Le Parquet considère qu'il n'y a pas diffusion de fausses informations concernant la présentation de plusieurs filiales de VU dans ces comptes parce que les dirigeants de VU "n'ont pas utilisé un procédé comptable irrégulier". Le Parquet semble manifestement vouloir ignorer la jurisprudence de la Cour de Cassation (jurisprudence affaire des portages) qui affirme tout à fait justement que le respect des règles comptables n'exclut pas le délit de diffusions de fausses informations. La consolidation dans les comptes de Maroc Telecom dont VU ne détenaient que 35% est conforme aux règles comptables, le fait de ne pas signaler dans l'information financière que ceci ne veut pas dire que VU ait accès à la trésorerie et de façon générale aux actifs de ces sociétés était manifestement de l'information trompeuse. Les règles comptables sont utilisées pour tromper le public sur la situation financière réelle.

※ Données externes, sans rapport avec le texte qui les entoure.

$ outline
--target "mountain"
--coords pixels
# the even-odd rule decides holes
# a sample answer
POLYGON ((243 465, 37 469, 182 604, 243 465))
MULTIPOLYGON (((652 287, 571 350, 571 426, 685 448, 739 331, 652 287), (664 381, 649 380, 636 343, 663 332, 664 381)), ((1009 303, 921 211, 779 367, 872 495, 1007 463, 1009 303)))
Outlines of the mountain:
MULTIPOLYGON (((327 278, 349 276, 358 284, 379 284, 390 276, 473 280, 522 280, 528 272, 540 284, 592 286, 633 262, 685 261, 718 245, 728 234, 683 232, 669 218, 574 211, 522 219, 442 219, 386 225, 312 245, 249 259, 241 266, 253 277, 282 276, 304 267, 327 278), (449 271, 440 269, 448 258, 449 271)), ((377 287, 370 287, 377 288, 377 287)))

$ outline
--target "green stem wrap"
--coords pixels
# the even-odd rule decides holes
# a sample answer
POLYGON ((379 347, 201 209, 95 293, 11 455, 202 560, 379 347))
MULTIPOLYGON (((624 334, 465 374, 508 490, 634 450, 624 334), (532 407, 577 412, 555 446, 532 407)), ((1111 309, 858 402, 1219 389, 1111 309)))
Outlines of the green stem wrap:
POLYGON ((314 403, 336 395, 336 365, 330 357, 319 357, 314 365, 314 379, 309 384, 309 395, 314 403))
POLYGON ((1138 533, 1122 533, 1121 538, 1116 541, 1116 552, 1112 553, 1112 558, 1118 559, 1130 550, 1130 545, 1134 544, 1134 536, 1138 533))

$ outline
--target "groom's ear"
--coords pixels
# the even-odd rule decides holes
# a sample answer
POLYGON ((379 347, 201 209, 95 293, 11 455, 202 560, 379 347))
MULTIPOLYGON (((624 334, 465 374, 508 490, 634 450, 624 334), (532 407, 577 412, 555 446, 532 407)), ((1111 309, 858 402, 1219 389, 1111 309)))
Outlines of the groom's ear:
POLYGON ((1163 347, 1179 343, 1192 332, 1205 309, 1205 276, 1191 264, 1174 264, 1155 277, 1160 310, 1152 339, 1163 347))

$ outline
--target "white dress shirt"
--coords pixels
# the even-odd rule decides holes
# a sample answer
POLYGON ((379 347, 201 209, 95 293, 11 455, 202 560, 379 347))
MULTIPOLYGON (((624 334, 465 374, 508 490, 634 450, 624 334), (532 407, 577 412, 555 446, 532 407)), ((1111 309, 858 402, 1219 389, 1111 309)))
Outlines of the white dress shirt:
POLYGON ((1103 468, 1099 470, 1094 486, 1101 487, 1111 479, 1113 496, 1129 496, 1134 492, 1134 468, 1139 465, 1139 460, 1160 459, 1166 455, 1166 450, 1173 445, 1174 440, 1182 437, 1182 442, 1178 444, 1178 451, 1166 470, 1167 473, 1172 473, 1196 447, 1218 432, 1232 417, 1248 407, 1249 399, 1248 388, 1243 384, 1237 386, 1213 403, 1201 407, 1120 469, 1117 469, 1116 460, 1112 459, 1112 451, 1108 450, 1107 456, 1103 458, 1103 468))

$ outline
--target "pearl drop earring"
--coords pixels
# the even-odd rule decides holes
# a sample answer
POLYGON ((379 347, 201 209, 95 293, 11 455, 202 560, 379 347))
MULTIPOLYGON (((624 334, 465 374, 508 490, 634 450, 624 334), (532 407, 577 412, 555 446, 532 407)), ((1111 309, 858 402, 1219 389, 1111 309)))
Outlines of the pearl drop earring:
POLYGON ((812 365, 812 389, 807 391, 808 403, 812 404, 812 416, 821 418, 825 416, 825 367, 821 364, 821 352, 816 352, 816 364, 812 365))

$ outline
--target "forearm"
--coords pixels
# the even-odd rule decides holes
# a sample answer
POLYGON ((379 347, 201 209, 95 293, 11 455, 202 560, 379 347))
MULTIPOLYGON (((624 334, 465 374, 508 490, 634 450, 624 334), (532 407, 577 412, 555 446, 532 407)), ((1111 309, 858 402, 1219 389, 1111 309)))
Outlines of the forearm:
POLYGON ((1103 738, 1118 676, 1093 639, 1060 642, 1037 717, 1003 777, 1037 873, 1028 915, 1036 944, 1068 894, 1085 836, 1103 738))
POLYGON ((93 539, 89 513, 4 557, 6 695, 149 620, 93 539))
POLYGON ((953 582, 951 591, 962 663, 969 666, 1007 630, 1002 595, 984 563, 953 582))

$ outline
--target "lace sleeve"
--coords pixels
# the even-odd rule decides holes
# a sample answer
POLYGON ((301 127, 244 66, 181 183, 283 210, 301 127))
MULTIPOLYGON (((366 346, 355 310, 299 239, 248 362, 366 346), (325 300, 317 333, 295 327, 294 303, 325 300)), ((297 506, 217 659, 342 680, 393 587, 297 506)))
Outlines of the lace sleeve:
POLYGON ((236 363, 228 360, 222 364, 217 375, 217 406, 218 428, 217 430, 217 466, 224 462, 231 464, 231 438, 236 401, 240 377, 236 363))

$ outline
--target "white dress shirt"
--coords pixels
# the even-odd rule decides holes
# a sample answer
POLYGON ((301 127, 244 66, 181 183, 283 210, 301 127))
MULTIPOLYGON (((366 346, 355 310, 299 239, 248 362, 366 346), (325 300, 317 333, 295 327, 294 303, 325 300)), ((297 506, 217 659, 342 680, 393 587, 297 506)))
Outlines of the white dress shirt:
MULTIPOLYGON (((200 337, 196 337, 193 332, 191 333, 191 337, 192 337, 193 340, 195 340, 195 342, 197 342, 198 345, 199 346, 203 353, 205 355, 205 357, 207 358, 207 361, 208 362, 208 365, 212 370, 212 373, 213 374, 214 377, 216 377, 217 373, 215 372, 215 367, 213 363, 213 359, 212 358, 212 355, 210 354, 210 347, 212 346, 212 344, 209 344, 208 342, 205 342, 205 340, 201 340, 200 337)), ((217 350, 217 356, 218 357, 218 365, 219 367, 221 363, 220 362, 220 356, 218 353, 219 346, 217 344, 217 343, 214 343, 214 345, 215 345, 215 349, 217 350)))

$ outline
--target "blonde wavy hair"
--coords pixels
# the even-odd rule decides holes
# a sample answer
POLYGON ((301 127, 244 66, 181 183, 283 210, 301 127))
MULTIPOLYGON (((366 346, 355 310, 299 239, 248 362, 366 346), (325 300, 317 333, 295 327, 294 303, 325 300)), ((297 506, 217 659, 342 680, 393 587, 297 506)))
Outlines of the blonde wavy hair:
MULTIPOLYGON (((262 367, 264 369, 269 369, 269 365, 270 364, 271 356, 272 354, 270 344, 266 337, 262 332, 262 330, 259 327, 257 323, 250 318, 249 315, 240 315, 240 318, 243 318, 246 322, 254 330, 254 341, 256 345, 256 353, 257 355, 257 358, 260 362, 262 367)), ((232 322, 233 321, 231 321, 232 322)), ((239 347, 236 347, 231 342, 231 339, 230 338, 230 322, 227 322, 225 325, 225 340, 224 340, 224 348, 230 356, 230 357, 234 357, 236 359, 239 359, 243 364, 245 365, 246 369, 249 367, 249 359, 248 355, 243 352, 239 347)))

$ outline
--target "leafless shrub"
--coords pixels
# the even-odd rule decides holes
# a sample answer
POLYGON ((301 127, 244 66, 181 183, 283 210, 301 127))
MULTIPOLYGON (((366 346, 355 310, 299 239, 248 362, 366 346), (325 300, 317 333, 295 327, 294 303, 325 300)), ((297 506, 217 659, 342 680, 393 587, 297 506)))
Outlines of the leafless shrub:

Le Parquet considère qu'il n'y a pas d'information trompeuse concernant la dette, alors que le communiqué diffusé au public faisait état d'une situation d'équilibre, parce que le chiffre exact de cash flow avait été présenté aux analystes financiers. La question est la qualité de l'information diffusée au public, celle-ci est inexacte, le public a une information erronée, il y a diffusion d'information trompeuse (jurisprudence affaire Pallas Stern). Le fait que les analystes aient reçu une information inexacte ne fait que démontrer qu'il y a eu diffusion d'information privilégiée, et donc manifestement délits d'initiés ( et complicité de délit d'initiés.
On ne sait pourquoi le Parquet a exclu la manipulation de cours concernant le rachat par VU de ses propres actions, mais on attend avec impatience la justification.